Let $V_j$ be eigenspace corresponding to $\lambda_j$ for the matrix A. We now have for $v_j \in V_j$, $A^TA v_j = \lambda_j A^T v_j = A A^T v_j$. Hence $A^T v_j \in V_j$. Hence $A^T V_j \subseteq V_j$. Now restrict $A,A^T$ to $V_j$. $B_j = A|_{V_j}$ and $B_j' = A^T |_{V_j}$. Now, Let $W_j$ be the matrix with orthogonal basis for $V_j$ (assuming an orthogonal basis exists).
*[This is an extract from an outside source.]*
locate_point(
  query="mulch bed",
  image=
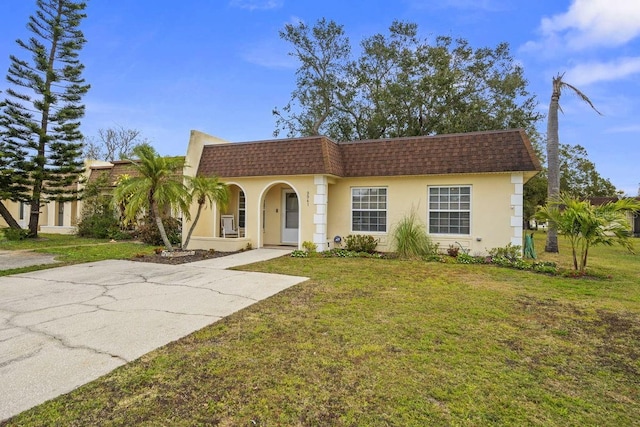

We have $W_i^T A W_i = \lambda_i I = \lambda_i I^T = (W_i^T A W_i)^T = W_i^T A^T W_i = B'_i$. Now $\lambda_i W_j^T W_i = W_j^T (A W_i) = (W_j^T A) W_i = \lambda_j W_j^T W_i$. Hence $W_j^T W_i =0$. Hence the eigenspaces $W_i$ and $W_j$ are orthogonal.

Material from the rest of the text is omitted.